Jack had handed over his life in Alice’s world, and changing it seemed ungrateful.

(And, he’d admit, there was a part of him that thought that maybe if he rejected one part of Jack’s life, he’d lose Alice in the bargain.)

When he said he was comfortable where he was and Alice’s mum suggested she just move in with him, he was surprised to hear Alice say, “No, I don’t think that’s a good idea.”

And later that evening, she surprised him further by saying, once they were alone, “Are you sure you don’t want to get a new place?”

“What’s wrong with the place I have?” he asked, pushing his hat up on his head.

“Nothing, just…” and then the biggest surprise of all, “it doesn’t feel like you.”

He thought this over for a few days. What did she mean by it? Didn’t she want it to feel like Jack? Wouldn’t she be more comfortable like that? Wasn’t that what she’d always wanted? Jack in her world?

He couldn’t figure it out.

***

“It’s Jack’s,” Hatter said out of the blue one night over tea.

“Yeah, I know. I…used to come here,” Alice admitted.

“But, I mean…it’s all Jack’s. All of this,” Hatter clarified, including Alice in his sweeping gesture. “It’s a package deal, you know? He gave it all to me.”

She laughed, covering her mouth with her hand. “Hatter…I don’t think he meant it like that.”

“Of course he did,” Hatter argued. “It’s all together. It’s…it’s all for you. So you can have the life you wanted.”

She laughed again, but only because she kind of wanted to smack him. (And a little because it hurt.)

“Hatter…you’re not a replacement for him.”

“No, I know. I’ll never be like him. I’m no prince.”

“No, you idiot.” She shook her head, stepping closer and taking his hand. “I mean, I’m not looking for a replacement for him. I’m looking for you. I want you.”
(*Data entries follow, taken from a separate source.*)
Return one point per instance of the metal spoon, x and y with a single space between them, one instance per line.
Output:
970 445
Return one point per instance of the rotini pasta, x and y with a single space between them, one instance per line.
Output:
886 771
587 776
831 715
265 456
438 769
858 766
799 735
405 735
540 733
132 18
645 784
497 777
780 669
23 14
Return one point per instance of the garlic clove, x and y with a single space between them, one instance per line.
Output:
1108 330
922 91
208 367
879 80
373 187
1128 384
He looked stunned, so she squeezed his hand and continued. “Hatter…if I’d wanted to be with Jack, I’d have stayed in Wonderland. But he’s not what I’m looking for anymore. And even if he were, I’m not his to give to you.”
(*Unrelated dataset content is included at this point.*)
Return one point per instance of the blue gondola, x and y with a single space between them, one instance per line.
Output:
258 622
“Yeah, I know…I didn’t mean…”

“I’m my own and nobody else’s. I decide who I want to be with and what I want to do.”

He was quiet a moment and then said, hopefully, “And what do you want to do?”
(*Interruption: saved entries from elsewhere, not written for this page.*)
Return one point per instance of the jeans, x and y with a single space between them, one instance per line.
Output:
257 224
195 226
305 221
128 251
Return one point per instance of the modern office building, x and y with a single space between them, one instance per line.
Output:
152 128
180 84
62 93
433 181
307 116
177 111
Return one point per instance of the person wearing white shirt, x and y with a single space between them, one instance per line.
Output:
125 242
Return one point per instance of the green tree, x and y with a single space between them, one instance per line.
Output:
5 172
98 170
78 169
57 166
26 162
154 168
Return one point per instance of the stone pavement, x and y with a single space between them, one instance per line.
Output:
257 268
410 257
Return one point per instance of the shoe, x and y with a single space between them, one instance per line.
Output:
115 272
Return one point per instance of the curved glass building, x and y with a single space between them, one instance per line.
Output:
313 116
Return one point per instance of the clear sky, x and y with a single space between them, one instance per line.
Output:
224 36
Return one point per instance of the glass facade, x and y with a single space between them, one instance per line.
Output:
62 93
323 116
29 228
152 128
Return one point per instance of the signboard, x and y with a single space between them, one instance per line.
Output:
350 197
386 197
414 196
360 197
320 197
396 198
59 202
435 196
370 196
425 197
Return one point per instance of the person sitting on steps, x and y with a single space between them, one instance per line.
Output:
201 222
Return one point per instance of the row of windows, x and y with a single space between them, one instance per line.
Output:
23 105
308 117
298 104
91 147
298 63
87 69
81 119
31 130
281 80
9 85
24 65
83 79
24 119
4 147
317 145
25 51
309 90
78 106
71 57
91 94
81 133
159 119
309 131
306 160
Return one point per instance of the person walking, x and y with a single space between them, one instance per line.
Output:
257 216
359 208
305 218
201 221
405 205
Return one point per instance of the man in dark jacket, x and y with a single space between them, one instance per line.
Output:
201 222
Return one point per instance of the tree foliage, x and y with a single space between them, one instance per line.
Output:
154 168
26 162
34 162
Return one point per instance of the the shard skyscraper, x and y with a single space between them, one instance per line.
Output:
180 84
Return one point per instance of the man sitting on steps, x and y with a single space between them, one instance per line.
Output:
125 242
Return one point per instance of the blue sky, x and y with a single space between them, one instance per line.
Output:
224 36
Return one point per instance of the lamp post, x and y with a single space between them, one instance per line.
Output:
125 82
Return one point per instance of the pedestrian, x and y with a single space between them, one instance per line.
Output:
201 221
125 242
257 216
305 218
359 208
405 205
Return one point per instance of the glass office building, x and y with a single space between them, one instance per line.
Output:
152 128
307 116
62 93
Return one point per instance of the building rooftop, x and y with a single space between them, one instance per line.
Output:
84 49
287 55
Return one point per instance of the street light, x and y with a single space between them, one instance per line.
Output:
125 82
She smiled and kissed him. “I want to find a place that’s ours, and I want to live there, and I want you to open a teashop or a milliners, and I want us to have Mom over for dinner sometimes, and I want to keep teaching, and I want to, maybe, someday, start a family, and most of all, I want to do it all with you.”

***

Hatter didn’t keep any of the furniture from Jack’s apartment, and Alice didn’t really have much from her mum’s, so they sold Jack’s things and his apartment and used the money to furnish the new place.

When they moved in, though, none of the furniture had been delivered, so they spent their first night there on the floor with a cardboard box between them.

Some of the cheese dripped grease onto Hatter’s chin, and Alice reached across to wipe it off with her finger, and Hatter smiled and said, “It really is quite a treat.”